Der Hauptfisch in der "Bach" ist ganz klar die Bachforelle, je nach Wetter, bzw Wasserstand um die Wintermonate Laichen sie mehr oder minder erfolgreich ab. In guten Jahren muss der Bachforellen Bestand kaum künstlich gestützt werden. Die eigenen Nachkommen reichen in dem ein oder anderern Gewässerabschnitt aus, um für einen natürlichen, ausgewogenen Fischbestand zu sorgen. Daneben finden sich in der Schefflenz schöne Barsche, Aale Karpfen und eine reihe verschiedener Weißfische wieder. Bei einer Bestandskontrolle im den 90er Jahren kamen auch einige Exoten wie Schlammpeitzger und Steinbeisser zum Vorschein. Stichlinge fühlen sich in den flachen geschützen Bereichen sehr wohl.

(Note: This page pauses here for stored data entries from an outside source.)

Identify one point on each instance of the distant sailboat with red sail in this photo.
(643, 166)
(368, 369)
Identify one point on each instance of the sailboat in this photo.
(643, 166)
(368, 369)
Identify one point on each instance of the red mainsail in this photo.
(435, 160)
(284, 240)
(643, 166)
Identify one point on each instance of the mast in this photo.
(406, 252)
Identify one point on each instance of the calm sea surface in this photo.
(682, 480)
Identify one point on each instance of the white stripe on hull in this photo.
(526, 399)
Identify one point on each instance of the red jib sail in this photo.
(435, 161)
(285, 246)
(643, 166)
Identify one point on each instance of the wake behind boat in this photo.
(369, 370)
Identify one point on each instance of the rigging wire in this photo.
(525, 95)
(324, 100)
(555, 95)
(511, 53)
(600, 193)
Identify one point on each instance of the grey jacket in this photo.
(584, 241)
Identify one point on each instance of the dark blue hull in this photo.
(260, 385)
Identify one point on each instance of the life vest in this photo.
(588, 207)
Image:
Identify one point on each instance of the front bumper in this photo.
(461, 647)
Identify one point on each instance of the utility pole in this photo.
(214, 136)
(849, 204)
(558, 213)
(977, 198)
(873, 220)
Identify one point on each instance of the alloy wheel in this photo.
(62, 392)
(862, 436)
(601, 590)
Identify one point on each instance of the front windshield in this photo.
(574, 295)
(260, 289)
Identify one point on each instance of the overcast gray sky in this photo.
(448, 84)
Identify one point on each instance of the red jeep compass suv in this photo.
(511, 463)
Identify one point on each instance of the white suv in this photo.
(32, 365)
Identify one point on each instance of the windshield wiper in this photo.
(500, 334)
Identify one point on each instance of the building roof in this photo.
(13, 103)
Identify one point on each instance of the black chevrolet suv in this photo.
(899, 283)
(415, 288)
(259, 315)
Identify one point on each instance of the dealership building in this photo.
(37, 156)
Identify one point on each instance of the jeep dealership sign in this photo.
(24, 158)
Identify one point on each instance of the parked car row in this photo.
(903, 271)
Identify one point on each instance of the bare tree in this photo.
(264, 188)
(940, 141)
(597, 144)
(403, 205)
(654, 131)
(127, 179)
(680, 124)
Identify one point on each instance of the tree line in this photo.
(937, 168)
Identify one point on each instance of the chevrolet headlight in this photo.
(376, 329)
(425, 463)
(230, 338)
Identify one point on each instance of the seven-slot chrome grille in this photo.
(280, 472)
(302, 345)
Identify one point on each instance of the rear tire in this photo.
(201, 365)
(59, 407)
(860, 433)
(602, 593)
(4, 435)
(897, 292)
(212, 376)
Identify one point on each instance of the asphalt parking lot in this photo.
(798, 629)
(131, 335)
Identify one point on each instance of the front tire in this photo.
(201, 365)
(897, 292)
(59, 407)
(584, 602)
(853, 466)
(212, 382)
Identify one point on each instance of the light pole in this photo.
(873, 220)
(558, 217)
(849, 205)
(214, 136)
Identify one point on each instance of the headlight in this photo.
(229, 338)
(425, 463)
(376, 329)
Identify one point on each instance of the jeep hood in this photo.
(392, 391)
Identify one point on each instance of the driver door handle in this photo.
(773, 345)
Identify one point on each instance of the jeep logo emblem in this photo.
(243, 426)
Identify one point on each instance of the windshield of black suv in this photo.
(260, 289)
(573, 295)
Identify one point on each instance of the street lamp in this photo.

In der Zeit der Umweltsünden in den 60er und 70er Jahre verschwanden viele Fischarten aus der Schefflenz. Durch Verbauung der Wanderwege wurden sie von Ihren Brutpätzen abgeschnitten oder verloren durch Wasserverschmutzung ihre Nahrungsgrundlagen.
In der letzen Zeit wurden und werden von den Gemeinden weitere Rückbaumaßnahmen im Rahmen der EU Durchgängigkeitsverordnung durchgeführt, damit die Schefflenz für die heimischen Wanderfische wieder komplett durchgängig wird. Dadurch erhoffen wir uns die Rückkehr vieler Kleinfischarten wie Groppe oder Elritze, ja vielleicht steigen auch irgendwann wieder die Äschen aus der Jagst in die Schefflenz auf.
Dennoch bietet unser kleines Bächlein, mit seiner durchschnittlichen Breite von etwa drei bis vier metern viel Platz für Überraschungen. Koikarpfen und Schleien schauten schon genauso in verdutzte Angleraugen wie der ein oder andere Hecht.